At the presentation of a document titled Spain, a country of opportunities, drawn up by the Business Council for Competitiveness, which groups together the 17 biggest companies in the country, the financial director of leading lender Banco Santander, José Antonio Álvarez, insisted that the situation in Spain is very different from that of Cyprus where the volume of deposits is four to five times the size of the Mediterranean country’s GDP. The figure in Spain is only one to 1.2 times GDP.
The Cypriot parliament on Tuesday rejected the planned levy despite President Nikos Anastasiadis’ proposal to exempt deposits of under 20,000 euros. There were 35 votes against and 19 abstentions in the 59-seat parliament. Anastasiadis, who was in contact with German Chancellor Angela Merkel during negotiations on the plan, said earlier Tuesday that he had the “feeling it would be rejected.

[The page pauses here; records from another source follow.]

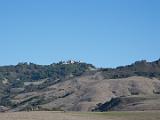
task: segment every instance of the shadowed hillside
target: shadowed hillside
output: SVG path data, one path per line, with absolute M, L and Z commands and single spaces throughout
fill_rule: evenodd
M 0 111 L 101 111 L 101 108 L 112 110 L 114 107 L 116 110 L 140 110 L 133 106 L 127 108 L 127 105 L 132 104 L 132 100 L 139 101 L 141 96 L 146 100 L 155 98 L 151 96 L 159 98 L 159 78 L 160 60 L 138 61 L 115 69 L 99 69 L 76 61 L 51 65 L 19 63 L 2 66 Z M 114 98 L 121 102 L 112 106 Z M 148 105 L 144 107 L 146 110 L 160 109 L 156 108 L 155 102 L 150 104 L 146 100 L 142 101 Z M 110 107 L 106 108 L 106 104 Z

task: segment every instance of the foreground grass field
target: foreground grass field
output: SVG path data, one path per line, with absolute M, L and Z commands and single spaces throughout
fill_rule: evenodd
M 0 120 L 160 120 L 160 111 L 143 112 L 16 112 L 0 113 Z

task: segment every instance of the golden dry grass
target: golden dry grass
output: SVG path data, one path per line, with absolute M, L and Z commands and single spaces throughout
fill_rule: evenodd
M 0 120 L 160 120 L 160 111 L 145 112 L 16 112 L 0 113 Z

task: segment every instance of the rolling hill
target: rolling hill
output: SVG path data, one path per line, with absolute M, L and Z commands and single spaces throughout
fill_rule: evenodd
M 0 67 L 0 111 L 160 110 L 160 60 L 117 68 L 67 61 Z

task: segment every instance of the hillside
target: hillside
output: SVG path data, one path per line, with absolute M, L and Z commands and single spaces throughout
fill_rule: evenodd
M 115 69 L 99 69 L 75 61 L 51 65 L 20 63 L 2 66 L 0 111 L 141 110 L 142 107 L 127 105 L 134 105 L 132 100 L 136 102 L 142 97 L 145 100 L 142 99 L 141 103 L 148 105 L 144 110 L 160 110 L 156 102 L 160 100 L 159 79 L 160 60 L 138 61 Z M 118 98 L 120 102 L 112 106 L 112 98 Z M 106 109 L 106 104 L 111 107 Z

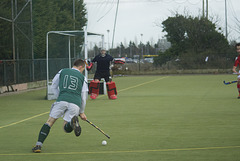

Álvarez said the banking system in Cyprus is of a singular nature and what is happening there is “not applicable” to Spain, although he added he understood why events on the Mediterranean island had made savers in other euro-zone countries nervous.
César Alierta, the chairman of telecoms giant Telefónica, who also attended the forum, said none of the investors with whom he has frequent contact had asked him about Cyprus and how the situation there could affect Spain. “It doesn’t affect us at all,” Alierta said.
However, the Spanish financial markets remained jittery. Spain’s risk premium widened a further 14 basis points on Tuesday to 369, while the blue-chip Ibex 35 index shed 2.20 percent.
Alierta, who is chairman of the Business Council, said he expects the domestic economy to start to grow again in the last quarter of this year, but added that the pace of activity would not reach the level necessary to create jobs until next year.
The Telefónica chairman said GDP is expected to contract 0.3 percent in the second quarter, post zero growth in the third, and expand 0.3 percent in the last quarter.